Sia la  situazione  patrimoniale che l’indebitamento  non lasciano  scampo alcuno. I  decreti  ingiutivi  stanno  piovendo  a raffica (un decreto ingiuntivo provvisoriamente esecutivo, tra l’altro, è stato concesso da un giudice della sezione fallimentare). L’impero  di  Don  Verzè somiglia  sempre  più alla  statua  di  un  gigante (con piedi  di argilla)  che  si sta sgretolando. Ci  sa  tanto che le vie  del  signore  son  finite. In un  estremo  tentativo  di  riportare  in  bonis i conti  della holding  gli  strateghi finanziari assoldati dalla  Santa  Sede (Bain & Company, Borghesi Colombo & Associati, Deloitte Financial Advisory Services) le stanno  studiando proprio tutte.

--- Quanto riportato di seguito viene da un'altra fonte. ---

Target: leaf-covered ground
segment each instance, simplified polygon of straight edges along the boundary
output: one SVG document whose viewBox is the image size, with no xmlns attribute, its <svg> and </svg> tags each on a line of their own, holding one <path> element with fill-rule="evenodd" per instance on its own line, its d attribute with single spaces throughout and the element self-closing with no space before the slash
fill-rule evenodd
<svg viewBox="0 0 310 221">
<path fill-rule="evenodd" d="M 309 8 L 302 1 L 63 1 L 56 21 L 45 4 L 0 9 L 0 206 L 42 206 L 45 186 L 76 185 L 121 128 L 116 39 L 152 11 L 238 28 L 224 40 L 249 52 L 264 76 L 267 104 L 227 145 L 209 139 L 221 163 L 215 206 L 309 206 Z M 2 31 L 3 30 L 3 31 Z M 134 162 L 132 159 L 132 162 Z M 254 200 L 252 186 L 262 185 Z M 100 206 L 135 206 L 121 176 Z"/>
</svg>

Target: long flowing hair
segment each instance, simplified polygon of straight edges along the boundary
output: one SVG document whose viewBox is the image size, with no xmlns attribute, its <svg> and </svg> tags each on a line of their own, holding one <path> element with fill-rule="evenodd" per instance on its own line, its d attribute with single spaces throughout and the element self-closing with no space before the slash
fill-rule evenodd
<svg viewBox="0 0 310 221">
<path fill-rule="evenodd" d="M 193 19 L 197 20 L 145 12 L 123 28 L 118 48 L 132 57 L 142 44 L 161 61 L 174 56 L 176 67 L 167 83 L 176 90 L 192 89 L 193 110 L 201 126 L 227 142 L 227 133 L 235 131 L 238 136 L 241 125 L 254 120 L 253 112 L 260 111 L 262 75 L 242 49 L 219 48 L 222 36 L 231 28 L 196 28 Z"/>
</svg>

Ci  sarebbe  l’ipotesi  di ricorrere  alla  cd  Legge  Marzano.  La  Fondazione  avrebbe tutti i requisiti  dimensionali   per  essere  ammessa  alla  Procedura (ha  più  di 500  dipendenti  e più di  300  milioni di  euro  di  debiti). Tra  le  tante  ci  sarebbe  anche  l’ipotesi  che  la  Santa  Sede  possa finanziare direttamente la  Fondazione di  Don  Verzè   nonché  altre alternative che  prevedono la societarizzazione di  tutte le  attività  ospedaliere (in tal ipotesi addio per  sempre alla  Fondazione). All’uopo  verrebbe  costituita  nel  breve  periodo una  NEWCO (società  di  nuova  costituzione)  con  uno  statuto che  dovrebbe  più  o  meno  ricalcare il  seguente oggetto  sociale: “ … la  società  ha  per  oggetto l’esercizio della  medicina e  dell’assistenza secondo  lo  spirito e  la  prassi del  comando  evangelico “guarire  gli  infermi” (Matteo 10:8) ispirando  e favorendo tutte  le  iniziative, ecclesiastiche e laiche , per  un  moderno  rilancio  del concetto  cristiano  di  assistenza, al  fine  anche  di svolgere una  funzione  di stimolo  e  contributo sperimentale  alla innovazione  e  modernizzazione del  sistema  scientifico-didattico e  assistenziale, per  la  tutela  e  il  rilancio  del concetto  cristiano  di persona. A  tal  fine  la  soecietà  realizzerà  e gestirà – in  Italia  e  all’estero – direttamente  o  indirettamente strutture  ospedaliere, atenei  specializzati per medicina  e  scienze  umane, centri  per lo studio  e  la  ricerca  scientifica, poli  convenzionati anche  con  le  università , finalizzati  allo  svolgimento delle  attività  di insegnamento, ricerca  chimico-biologica ed  assistenza  sanitaria ad alto  livello, in  collaborazione e  per  la  promozione  di  strutture anche  pubbliche di  particolare  rilevanza…”.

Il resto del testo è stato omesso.